Parmi les pays les plus soumis aux interférences de l’industrie, se trouve en tête la République Dominicaine, qui obtient le score maximum de 100, sur une base de 100. La Suisse est placée en deuxième moins bonne position, soit 89 sur 90, pour avoir contribué à une campagne d’écoblanchiment et manqué de transparence dans les rencontres avec l’industrie du tabac[2]. Le Japon, l’Indonésie et la Géorgie suivent ensuite, pour les relations étroites entretenues avec l’industrie du tabac. Des ambassadeurs du Japon ont notamment influé en faveur de Japan Tobacco International (JTI) en Ethiopie, au Bangladesh, en Tanzanie et au Cambodge.
Un classement qui ne reflète qu’une partie du lobby de l’industrie
En première position des pays les moins influencés par l’industrie du tabac, figure le sultanat du Brunei, suivi par la Nouvelle-Zélande.

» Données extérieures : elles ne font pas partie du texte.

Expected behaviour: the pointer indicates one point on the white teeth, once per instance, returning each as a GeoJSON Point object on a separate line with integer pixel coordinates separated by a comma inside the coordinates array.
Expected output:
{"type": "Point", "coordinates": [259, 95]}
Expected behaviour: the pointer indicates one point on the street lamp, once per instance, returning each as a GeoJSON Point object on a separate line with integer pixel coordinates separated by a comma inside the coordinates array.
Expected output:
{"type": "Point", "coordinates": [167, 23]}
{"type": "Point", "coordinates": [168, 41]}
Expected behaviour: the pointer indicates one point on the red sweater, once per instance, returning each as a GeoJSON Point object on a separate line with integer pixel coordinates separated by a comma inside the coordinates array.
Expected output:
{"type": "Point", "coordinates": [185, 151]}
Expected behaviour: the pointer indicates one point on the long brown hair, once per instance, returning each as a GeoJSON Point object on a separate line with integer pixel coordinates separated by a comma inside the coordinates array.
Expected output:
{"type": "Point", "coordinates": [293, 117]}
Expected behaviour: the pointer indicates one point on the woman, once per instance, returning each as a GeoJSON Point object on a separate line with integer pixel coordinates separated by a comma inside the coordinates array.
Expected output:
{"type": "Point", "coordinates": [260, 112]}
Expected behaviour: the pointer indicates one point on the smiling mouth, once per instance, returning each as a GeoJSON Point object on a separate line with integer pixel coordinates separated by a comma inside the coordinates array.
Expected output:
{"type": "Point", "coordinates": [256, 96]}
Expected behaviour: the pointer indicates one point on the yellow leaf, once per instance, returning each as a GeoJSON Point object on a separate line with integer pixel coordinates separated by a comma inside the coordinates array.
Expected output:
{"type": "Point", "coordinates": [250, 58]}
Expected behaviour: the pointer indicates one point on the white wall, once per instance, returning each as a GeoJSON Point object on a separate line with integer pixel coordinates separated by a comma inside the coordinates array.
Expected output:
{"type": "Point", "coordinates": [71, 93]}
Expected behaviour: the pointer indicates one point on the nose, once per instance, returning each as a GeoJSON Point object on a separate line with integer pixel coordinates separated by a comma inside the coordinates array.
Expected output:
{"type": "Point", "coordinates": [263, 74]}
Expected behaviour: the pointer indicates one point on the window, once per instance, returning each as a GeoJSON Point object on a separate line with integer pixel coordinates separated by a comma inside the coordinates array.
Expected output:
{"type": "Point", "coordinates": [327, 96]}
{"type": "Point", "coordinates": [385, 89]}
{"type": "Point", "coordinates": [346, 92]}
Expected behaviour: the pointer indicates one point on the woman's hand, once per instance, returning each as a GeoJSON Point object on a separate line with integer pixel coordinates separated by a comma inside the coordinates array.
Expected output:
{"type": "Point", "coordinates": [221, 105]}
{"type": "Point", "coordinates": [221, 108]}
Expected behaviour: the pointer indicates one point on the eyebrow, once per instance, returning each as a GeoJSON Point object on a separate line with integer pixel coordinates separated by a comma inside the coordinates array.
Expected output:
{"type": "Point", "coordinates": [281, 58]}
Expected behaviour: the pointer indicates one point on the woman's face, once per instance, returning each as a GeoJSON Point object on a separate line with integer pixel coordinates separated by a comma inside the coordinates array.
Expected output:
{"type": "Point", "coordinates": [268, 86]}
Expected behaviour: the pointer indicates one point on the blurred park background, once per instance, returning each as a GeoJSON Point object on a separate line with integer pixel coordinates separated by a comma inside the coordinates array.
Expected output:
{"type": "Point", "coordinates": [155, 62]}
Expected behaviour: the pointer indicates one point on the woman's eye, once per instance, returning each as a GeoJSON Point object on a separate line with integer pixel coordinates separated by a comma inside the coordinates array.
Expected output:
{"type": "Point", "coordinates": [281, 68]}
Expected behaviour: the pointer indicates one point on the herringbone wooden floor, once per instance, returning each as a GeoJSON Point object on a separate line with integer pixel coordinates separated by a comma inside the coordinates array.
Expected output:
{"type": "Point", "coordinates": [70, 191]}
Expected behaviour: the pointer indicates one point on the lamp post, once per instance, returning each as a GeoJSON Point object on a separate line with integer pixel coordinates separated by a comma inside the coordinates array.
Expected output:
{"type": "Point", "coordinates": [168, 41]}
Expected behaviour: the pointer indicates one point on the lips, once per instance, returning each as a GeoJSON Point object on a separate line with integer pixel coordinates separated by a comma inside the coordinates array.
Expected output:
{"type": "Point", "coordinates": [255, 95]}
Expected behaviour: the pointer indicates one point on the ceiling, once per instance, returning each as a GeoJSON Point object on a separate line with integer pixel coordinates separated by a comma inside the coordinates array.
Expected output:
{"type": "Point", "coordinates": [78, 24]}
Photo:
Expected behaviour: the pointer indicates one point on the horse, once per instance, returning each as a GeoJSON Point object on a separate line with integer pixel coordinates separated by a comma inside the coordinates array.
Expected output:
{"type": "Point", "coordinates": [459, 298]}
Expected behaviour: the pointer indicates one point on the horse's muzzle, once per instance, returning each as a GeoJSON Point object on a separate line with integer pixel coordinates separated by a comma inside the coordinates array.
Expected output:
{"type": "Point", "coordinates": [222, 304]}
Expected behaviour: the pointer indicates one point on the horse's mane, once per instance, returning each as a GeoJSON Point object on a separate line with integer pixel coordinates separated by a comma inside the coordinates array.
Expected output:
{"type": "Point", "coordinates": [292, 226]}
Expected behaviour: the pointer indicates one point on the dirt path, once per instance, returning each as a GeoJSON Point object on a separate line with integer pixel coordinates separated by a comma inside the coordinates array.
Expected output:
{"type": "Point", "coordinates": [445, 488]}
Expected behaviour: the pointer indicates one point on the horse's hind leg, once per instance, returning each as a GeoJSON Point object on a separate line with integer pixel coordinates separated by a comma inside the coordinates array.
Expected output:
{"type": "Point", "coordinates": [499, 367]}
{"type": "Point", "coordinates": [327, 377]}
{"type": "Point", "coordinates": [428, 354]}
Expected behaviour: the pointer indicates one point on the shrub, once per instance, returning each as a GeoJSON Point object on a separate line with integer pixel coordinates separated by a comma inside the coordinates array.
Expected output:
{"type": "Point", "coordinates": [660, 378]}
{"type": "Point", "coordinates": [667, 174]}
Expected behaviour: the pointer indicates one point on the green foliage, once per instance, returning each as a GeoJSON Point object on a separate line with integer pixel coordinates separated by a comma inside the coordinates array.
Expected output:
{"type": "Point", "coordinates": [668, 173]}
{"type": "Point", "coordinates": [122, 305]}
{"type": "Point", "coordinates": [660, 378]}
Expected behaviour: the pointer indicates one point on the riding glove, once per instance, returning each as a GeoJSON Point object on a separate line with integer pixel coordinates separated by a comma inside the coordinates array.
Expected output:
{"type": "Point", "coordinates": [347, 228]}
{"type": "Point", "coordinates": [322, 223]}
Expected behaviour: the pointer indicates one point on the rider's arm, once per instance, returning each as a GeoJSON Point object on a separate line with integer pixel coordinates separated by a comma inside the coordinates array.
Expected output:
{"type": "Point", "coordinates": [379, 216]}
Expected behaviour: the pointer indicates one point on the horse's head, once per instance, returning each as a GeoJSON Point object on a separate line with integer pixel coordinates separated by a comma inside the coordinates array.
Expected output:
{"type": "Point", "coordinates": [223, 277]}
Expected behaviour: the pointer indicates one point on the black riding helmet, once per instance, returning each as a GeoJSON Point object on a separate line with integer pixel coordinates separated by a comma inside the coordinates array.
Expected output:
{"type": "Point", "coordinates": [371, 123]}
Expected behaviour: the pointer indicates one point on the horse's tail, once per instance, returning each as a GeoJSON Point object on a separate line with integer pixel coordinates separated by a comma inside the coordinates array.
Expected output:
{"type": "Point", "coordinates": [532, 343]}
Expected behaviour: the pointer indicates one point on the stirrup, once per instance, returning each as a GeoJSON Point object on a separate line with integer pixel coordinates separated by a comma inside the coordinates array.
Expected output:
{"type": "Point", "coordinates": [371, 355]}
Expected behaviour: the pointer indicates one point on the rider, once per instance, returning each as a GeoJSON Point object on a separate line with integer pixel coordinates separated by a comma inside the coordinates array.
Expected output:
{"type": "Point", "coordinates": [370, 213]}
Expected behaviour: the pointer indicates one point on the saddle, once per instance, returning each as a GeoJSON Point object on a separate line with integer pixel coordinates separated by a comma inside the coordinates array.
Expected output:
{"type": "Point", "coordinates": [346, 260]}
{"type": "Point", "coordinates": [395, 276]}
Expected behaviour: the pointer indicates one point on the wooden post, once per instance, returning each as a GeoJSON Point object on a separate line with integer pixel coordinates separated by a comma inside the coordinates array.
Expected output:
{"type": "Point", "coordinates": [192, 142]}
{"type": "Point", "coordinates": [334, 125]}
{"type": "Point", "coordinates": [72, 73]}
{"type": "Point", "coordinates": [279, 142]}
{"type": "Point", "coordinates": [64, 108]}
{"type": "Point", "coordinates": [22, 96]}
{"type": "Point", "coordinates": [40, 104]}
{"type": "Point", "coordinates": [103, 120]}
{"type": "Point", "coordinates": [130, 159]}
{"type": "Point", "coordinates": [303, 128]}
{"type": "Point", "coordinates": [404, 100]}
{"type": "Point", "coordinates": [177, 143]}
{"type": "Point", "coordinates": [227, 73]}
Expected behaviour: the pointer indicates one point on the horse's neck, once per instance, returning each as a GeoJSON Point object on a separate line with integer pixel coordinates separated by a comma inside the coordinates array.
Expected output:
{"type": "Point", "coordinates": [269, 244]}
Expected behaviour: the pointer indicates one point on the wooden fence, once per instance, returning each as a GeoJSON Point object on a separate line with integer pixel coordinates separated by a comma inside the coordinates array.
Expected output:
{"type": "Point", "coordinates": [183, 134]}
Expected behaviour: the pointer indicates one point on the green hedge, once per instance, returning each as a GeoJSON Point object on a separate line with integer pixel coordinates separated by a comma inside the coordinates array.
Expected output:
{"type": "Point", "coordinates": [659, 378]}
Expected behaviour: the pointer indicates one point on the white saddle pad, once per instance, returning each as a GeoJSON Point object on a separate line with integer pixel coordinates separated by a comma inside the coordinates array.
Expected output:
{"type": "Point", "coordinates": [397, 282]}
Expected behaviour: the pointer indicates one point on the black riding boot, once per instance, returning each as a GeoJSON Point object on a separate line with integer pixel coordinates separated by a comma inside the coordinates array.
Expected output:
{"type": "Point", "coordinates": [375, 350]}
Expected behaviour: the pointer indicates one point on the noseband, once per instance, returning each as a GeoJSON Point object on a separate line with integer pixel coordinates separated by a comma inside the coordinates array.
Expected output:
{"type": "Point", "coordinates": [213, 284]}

La France occupe une bonne position dans ce classement, puisqu’elle partage avec les Pays-Bas la troisième place des pays où cette industrie a le moins de prise. Viennent ensuite le Botswana, qui a intégré l’article 5.3 de la CCLAT dans sa prochaine loi antitabac, et l’Ethiopie, qui a déployé plusieurs mesures anti-lobbying.

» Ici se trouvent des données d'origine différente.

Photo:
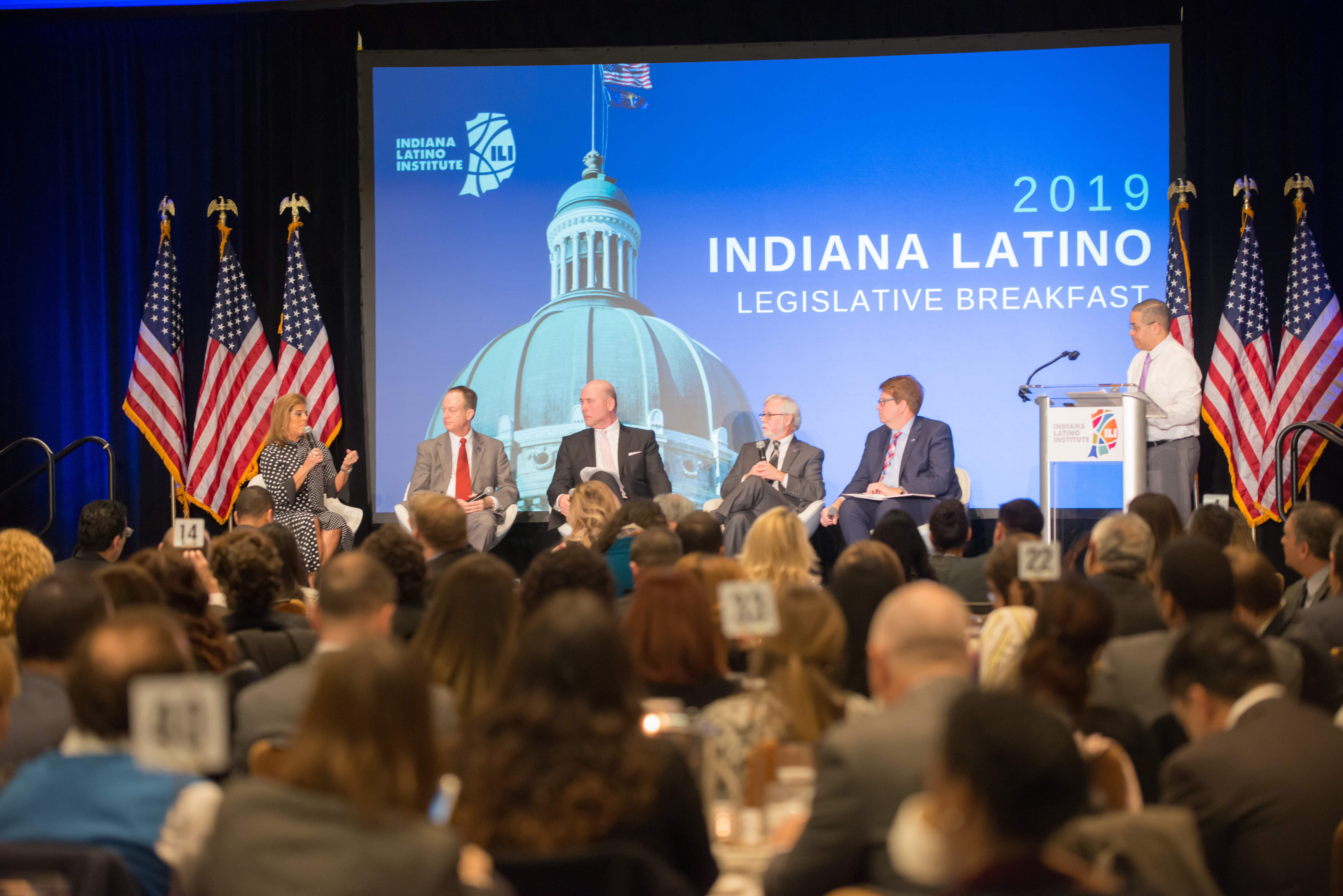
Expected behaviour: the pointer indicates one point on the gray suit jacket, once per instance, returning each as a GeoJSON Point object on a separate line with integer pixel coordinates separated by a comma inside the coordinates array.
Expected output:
{"type": "Point", "coordinates": [865, 769]}
{"type": "Point", "coordinates": [271, 710]}
{"type": "Point", "coordinates": [434, 460]}
{"type": "Point", "coordinates": [801, 464]}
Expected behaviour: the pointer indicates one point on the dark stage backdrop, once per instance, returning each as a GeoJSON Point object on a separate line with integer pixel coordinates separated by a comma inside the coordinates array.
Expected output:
{"type": "Point", "coordinates": [104, 112]}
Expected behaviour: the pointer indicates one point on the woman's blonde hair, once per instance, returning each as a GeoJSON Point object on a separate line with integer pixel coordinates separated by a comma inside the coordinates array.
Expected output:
{"type": "Point", "coordinates": [23, 561]}
{"type": "Point", "coordinates": [285, 405]}
{"type": "Point", "coordinates": [777, 551]}
{"type": "Point", "coordinates": [592, 506]}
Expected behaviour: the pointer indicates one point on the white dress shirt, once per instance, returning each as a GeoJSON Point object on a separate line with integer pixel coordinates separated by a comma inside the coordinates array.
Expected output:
{"type": "Point", "coordinates": [1174, 382]}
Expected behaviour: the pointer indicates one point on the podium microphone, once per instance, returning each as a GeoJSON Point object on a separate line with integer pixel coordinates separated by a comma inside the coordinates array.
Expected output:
{"type": "Point", "coordinates": [1023, 390]}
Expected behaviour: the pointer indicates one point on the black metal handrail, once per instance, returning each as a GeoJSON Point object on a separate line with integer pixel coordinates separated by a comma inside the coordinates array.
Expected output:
{"type": "Point", "coordinates": [1323, 429]}
{"type": "Point", "coordinates": [50, 467]}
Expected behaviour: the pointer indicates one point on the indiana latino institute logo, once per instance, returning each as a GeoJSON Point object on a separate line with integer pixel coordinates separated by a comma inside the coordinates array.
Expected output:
{"type": "Point", "coordinates": [492, 156]}
{"type": "Point", "coordinates": [1105, 433]}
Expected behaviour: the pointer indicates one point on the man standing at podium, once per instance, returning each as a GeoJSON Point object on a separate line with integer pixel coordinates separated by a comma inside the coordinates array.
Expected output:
{"type": "Point", "coordinates": [1169, 375]}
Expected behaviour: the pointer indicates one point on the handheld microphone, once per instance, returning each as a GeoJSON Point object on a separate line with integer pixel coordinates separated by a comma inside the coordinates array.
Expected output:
{"type": "Point", "coordinates": [1023, 390]}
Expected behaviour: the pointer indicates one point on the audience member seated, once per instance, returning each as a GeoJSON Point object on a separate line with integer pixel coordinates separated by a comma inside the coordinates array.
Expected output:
{"type": "Point", "coordinates": [1196, 581]}
{"type": "Point", "coordinates": [778, 551]}
{"type": "Point", "coordinates": [357, 598]}
{"type": "Point", "coordinates": [438, 523]}
{"type": "Point", "coordinates": [1117, 563]}
{"type": "Point", "coordinates": [92, 790]}
{"type": "Point", "coordinates": [1306, 547]}
{"type": "Point", "coordinates": [103, 535]}
{"type": "Point", "coordinates": [618, 535]}
{"type": "Point", "coordinates": [469, 632]}
{"type": "Point", "coordinates": [54, 616]}
{"type": "Point", "coordinates": [23, 561]}
{"type": "Point", "coordinates": [899, 532]}
{"type": "Point", "coordinates": [1013, 619]}
{"type": "Point", "coordinates": [254, 508]}
{"type": "Point", "coordinates": [406, 561]}
{"type": "Point", "coordinates": [1263, 774]}
{"type": "Point", "coordinates": [860, 581]}
{"type": "Point", "coordinates": [249, 570]}
{"type": "Point", "coordinates": [1007, 778]}
{"type": "Point", "coordinates": [675, 508]}
{"type": "Point", "coordinates": [574, 567]}
{"type": "Point", "coordinates": [868, 766]}
{"type": "Point", "coordinates": [1259, 605]}
{"type": "Point", "coordinates": [672, 641]}
{"type": "Point", "coordinates": [700, 534]}
{"type": "Point", "coordinates": [131, 586]}
{"type": "Point", "coordinates": [798, 700]}
{"type": "Point", "coordinates": [187, 600]}
{"type": "Point", "coordinates": [561, 760]}
{"type": "Point", "coordinates": [592, 507]}
{"type": "Point", "coordinates": [1056, 672]}
{"type": "Point", "coordinates": [350, 812]}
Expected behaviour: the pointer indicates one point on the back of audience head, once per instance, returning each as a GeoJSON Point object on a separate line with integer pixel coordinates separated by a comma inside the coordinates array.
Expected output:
{"type": "Point", "coordinates": [23, 561]}
{"type": "Point", "coordinates": [57, 613]}
{"type": "Point", "coordinates": [254, 507]}
{"type": "Point", "coordinates": [403, 557]}
{"type": "Point", "coordinates": [700, 532]}
{"type": "Point", "coordinates": [103, 528]}
{"type": "Point", "coordinates": [1121, 545]}
{"type": "Point", "coordinates": [438, 523]}
{"type": "Point", "coordinates": [367, 733]}
{"type": "Point", "coordinates": [675, 507]}
{"type": "Point", "coordinates": [1196, 581]}
{"type": "Point", "coordinates": [1075, 623]}
{"type": "Point", "coordinates": [1003, 574]}
{"type": "Point", "coordinates": [899, 531]}
{"type": "Point", "coordinates": [653, 549]}
{"type": "Point", "coordinates": [1212, 667]}
{"type": "Point", "coordinates": [671, 629]}
{"type": "Point", "coordinates": [918, 633]}
{"type": "Point", "coordinates": [570, 567]}
{"type": "Point", "coordinates": [777, 550]}
{"type": "Point", "coordinates": [468, 635]}
{"type": "Point", "coordinates": [1212, 522]}
{"type": "Point", "coordinates": [140, 641]}
{"type": "Point", "coordinates": [1161, 516]}
{"type": "Point", "coordinates": [949, 526]}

L’une des limites de cette évaluation des politiques publiques engagées est de s’en tenir aux mesures adoptées, sans pour autant vérifier qu’elles sont bien appliquées et suivies d’effet. D’autre part, l’influence des tierces parties n’étant pas prise en compte dans cet indice, l’obtention d’un bon score ne rend pas toujours compte de la réalité du poids de l’industrie du tabac dans les politiques publiques.
L’article 5.3 de la CCLAT pour protéger les politiques antitabac
« L’industrie du tabac s’emploie à saboter les efforts déployés par les gouvernements pour renforcer la lutte antitabac », a déclaré Mary Assunta, principale auteure du rapport[3]. « Ce rapport confirme que personne ne peut se permettre l’inaction ; les gouvernements ont les moyens de mettre un terme à l’ingérence de l’industrie », a-t-elle poursuivi. Afin de mieux protéger les politiques publiques de santé, elle suggère notamment de s’appuyer sur l’article 5.3 de la CCLAT.
Pour limiter ces interférences, des recommandations sont émises en conclusion du rapport :
- Impliquer tous les niveaux de décision publique concernés dans la lutte antitabac.
- Mettre en œuvre un code de conduite ou des orientations pour créer une barrière de protection.
- Lorsque ces relations sont strictement nécessaires, exiger une plus grande transparence des autorités amenées à avoir des relations avec des représentants de l’industrie du tabac.
- Refuser tout accord non contraignant avec l’industrie du tabac.
- Cesser d’accorder des avantages à l’industrie du tabac.
- Exclure les investissements publics dans le secteur du tabac.
- Cesser de participer aux activités caritatives parrainées par l’industrie du tabac.
- Interdire les contributions de l’industrie du tabac, y compris aux campagnes politiques.
- Interdire et dénormaliser les activités dites de responsabilité sociale des entreprises (RSE) de l’industrie du tabac.